Four staff who are based at Bridgnorth Hospital – two full-time and two part-time – could be lost if the council decides to end the service. Another 16 posts at Ludlow and Shrewsbury hospitals could go.
SIRS helps hundreds of people with mental health problems including anxiety, depression, obsessive compulsive disorder, and those affected by domestic violence, who are referred to the service by their GPs.
Sarah Johnston, from Broseley, who has been using the service for around two years, said SIRS had been her lifeline. “If it hadn’t been for SIRS I wouldn’t be here,” she said. “The team has helped me tremendously. The fact that it could soon be gone is upsetting and is putting me back into crisis.”
SIRS care co-ordinator Patrice Maiklem, who has 20 years experience as a mental health practitioner and has served 16 years at Bridgnorth Hospital, says she is devastated at the prospect of the service going.
“I have taken a lot of pride in my job and for the first time in my life I’m embarrassed because I can’t tell people that we will be here to help them in a few months,” she said.
“We specialise in social inclusion – if people need transport, housing, access to education, we help them sort it out, we support them. If SIRS goes, there just won’t be anything in Bridgnorth.

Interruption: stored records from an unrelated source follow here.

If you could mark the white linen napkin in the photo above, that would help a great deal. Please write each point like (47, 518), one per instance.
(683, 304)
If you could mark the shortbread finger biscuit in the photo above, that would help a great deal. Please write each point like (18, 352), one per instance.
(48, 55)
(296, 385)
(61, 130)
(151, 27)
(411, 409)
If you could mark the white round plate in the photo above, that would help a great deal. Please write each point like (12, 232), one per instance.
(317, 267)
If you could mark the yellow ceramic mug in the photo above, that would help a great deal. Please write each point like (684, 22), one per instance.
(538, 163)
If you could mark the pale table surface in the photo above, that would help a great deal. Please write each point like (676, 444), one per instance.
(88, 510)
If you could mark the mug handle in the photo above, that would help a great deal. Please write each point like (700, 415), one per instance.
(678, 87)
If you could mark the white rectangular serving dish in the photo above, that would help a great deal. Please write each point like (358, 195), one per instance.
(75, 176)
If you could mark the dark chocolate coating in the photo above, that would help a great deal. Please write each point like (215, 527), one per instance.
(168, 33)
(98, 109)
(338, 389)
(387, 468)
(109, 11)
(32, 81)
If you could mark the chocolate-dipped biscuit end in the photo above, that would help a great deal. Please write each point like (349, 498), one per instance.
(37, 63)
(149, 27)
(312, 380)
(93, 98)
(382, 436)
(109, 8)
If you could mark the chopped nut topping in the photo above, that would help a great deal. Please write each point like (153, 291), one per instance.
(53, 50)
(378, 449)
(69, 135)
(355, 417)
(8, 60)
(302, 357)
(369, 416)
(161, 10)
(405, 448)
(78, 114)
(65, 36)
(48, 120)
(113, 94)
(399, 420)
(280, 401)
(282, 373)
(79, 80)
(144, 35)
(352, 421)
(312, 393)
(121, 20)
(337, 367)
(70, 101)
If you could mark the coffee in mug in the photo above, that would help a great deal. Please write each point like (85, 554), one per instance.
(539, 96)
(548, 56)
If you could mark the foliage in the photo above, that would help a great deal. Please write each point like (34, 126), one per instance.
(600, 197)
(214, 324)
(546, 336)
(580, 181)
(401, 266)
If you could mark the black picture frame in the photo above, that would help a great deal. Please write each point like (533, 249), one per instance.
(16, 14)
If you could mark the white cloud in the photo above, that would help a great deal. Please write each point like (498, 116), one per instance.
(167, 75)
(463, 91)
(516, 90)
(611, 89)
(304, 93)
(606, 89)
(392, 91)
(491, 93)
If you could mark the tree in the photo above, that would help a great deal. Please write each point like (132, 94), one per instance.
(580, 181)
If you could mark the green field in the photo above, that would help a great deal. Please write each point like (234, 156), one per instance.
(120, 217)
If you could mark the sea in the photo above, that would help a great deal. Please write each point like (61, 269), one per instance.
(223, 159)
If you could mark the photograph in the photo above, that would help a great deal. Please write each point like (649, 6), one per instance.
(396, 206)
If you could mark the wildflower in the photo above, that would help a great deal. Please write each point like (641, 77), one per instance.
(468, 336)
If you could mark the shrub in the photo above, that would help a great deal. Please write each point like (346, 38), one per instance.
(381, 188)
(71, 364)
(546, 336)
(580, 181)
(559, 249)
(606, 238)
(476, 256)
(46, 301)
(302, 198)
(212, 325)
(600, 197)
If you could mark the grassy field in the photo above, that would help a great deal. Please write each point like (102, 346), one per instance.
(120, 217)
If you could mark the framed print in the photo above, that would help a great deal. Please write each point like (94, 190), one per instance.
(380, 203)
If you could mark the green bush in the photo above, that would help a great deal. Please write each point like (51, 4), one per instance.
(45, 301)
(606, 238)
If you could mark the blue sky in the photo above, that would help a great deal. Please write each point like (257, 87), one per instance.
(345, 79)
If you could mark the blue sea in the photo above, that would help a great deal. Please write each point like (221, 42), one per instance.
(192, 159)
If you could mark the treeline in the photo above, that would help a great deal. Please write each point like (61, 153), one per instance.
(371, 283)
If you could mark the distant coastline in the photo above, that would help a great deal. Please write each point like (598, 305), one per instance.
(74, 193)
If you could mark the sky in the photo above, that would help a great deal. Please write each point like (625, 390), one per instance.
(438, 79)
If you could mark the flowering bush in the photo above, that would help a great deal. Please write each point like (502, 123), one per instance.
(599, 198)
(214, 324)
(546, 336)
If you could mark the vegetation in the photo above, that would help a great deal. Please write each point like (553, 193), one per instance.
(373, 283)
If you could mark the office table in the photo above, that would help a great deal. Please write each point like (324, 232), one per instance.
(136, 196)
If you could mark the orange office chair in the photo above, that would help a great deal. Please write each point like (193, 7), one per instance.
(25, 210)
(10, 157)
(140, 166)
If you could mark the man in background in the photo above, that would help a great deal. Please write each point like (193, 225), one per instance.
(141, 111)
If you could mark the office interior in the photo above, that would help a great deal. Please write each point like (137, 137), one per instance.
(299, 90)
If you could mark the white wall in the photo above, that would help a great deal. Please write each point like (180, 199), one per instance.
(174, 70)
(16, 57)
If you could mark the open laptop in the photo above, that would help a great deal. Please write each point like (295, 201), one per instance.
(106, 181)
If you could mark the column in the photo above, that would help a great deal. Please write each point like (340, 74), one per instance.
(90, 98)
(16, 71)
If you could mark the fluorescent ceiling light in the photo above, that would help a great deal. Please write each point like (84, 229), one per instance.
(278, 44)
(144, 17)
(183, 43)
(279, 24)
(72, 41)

“Without proper services, people will be in a cycle of crisis and intervention with no rehabilitation to go to and that is dangerous. I was the voluntary leader of the Shropshire Mental Health Forum in Bridgnorth and when I think about the services we set up in the town that are now going to be lost, it’s outrageous and I’m gutted.”
Patrice said the prospect of losing the service was affecting its users as well as its staff. “This is putting people into crisis and relapse, it is making people ill,” she said.
“They will be told they can access voluntary services but they are miles away in Shrewsbury. Some people we see have difficulty going outside, let alone catching a bus all the way to Shrewsbury.”
Mike Green from Bridgnorth, who has been a service user for the last 10 years, said: “SIRS has been invaluable to me. They help to get people back into society – if the service suffers, its users will suffer.”